The movie opens on an older man (a haunted Yannawoutthi Chanthalungsy) stripping motorbike parts in the jungle, just off the path. He leaves an orange at a roadside shrine, then checks the time on his wrist—not on his wristwatch, on his actual flesh, in one of the few indications that this movie takes place in the future. Selling his scrap in town, he learns that the local noodle shop owner is sick and demented and on her last legs. He lives alone in an elevated hut where he vapes, brews strange teas, and ritualistically tends items in a cabinet shrine, including a female figurine. The locals believe he can talk to the spirits of the dead.
The action then shifts to follow a young boy living on a farm. He prefers exploring the jungle to hoeing the fields; his mildly abusive father thinks he’s lazy and good for nothing, but he’s devoted to his mother, who sells the family’s vegetables at a roadside stand. The family is barely getting by, the mother is ill, and there is no money for medicine. The boy makes a macabre discovery in the woods, and soon after he begins seeing a pretty but mute woman standing in the road. The old hermit from the previous paragraph sees her, too; and soon she brings them together, as the nature of the old man’s shamanic practice comes clear.

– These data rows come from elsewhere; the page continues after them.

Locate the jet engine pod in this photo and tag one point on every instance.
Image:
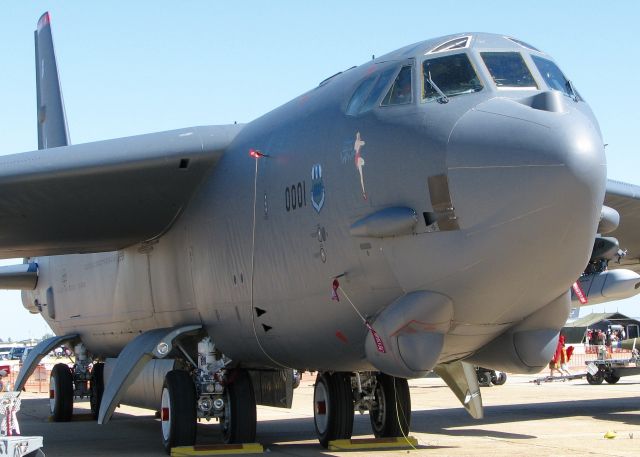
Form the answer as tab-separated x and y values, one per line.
407	336
527	347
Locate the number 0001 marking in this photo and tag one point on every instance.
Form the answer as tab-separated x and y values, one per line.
295	196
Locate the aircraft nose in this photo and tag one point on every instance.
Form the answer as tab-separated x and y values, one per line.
538	175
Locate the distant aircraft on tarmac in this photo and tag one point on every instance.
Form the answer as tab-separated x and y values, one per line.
431	209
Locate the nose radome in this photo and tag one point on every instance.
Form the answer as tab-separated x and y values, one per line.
506	160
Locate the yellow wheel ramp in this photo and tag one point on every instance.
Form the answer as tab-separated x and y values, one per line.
373	443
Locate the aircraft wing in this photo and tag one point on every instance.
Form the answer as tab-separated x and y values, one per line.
625	198
106	195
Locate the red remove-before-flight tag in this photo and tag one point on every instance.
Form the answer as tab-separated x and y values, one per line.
377	339
582	298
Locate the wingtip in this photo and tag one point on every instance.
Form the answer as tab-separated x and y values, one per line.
44	20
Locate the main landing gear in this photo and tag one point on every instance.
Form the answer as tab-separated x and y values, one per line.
337	395
210	390
84	379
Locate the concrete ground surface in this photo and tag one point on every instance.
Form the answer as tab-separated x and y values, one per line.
521	418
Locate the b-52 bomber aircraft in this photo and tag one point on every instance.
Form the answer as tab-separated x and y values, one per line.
436	208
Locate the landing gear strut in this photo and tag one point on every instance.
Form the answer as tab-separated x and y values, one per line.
208	390
66	383
337	395
333	407
61	393
390	414
178	410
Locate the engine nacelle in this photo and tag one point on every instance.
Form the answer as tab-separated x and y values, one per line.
146	390
527	347
607	286
407	337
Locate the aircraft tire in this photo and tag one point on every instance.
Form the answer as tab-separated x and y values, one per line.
239	422
333	407
595	380
498	378
61	393
391	416
611	378
97	388
178	410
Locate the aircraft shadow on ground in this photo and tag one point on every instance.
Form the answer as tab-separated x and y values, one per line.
282	433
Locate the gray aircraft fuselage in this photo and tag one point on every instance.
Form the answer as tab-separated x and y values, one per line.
254	255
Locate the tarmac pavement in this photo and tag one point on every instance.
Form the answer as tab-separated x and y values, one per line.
521	418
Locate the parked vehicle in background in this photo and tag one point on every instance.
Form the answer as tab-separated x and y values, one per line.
5	350
16	353
25	353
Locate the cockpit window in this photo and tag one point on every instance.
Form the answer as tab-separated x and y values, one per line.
552	75
456	43
360	94
369	92
400	91
508	70
522	43
378	89
453	75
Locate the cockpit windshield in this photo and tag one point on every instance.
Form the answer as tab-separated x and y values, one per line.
552	75
452	75
508	70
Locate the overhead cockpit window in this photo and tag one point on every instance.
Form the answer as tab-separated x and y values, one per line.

The Long Walk is set in a world where government-issued microchips coexist with ghosts; a world like our own but with a touch of sci-fi shamanism. The movie slips into its liminal spaces—life and afterlife, past and present, and through genres like drama and horror—gracefully, but also sometimes perplexingly. As with all time travel tales, it traffics in paradox; the movie’s morality, too, is far from black and white. It takes some patience to tease out basic plot elements, but clues and new developments are laid out at regular enough intervals that my attention rarely wandered off the dusty path that winds its way through the decades. The third act takes a potentially controversial turn towards horror; it provides a resolution to a subplot about the daughter of the noodle shop owner, which was otherwise a welcome digression from the main plotline, but has the disadvantage of forcing our protagonist into a heel turn that feels a bit too arbitrary and severe. Still, this decision adds to the mystery and complexity of the story and feeds into its theme about the unpredictable effects of good intentions, as it leads us to an inflammatory ironic conclusion.
The background Buddhism, and the presence of the mundane and the mystical in the same frame, will put viewers in mind of Thailand’s Apichatpong Weerasethakul, although Do’s work is a more plot-driven and less audaciously poetic. I found the ambiguously emotional payoff to be well worth the effort, but the impatient should beware: the title does not lie, it is indeed a long walk.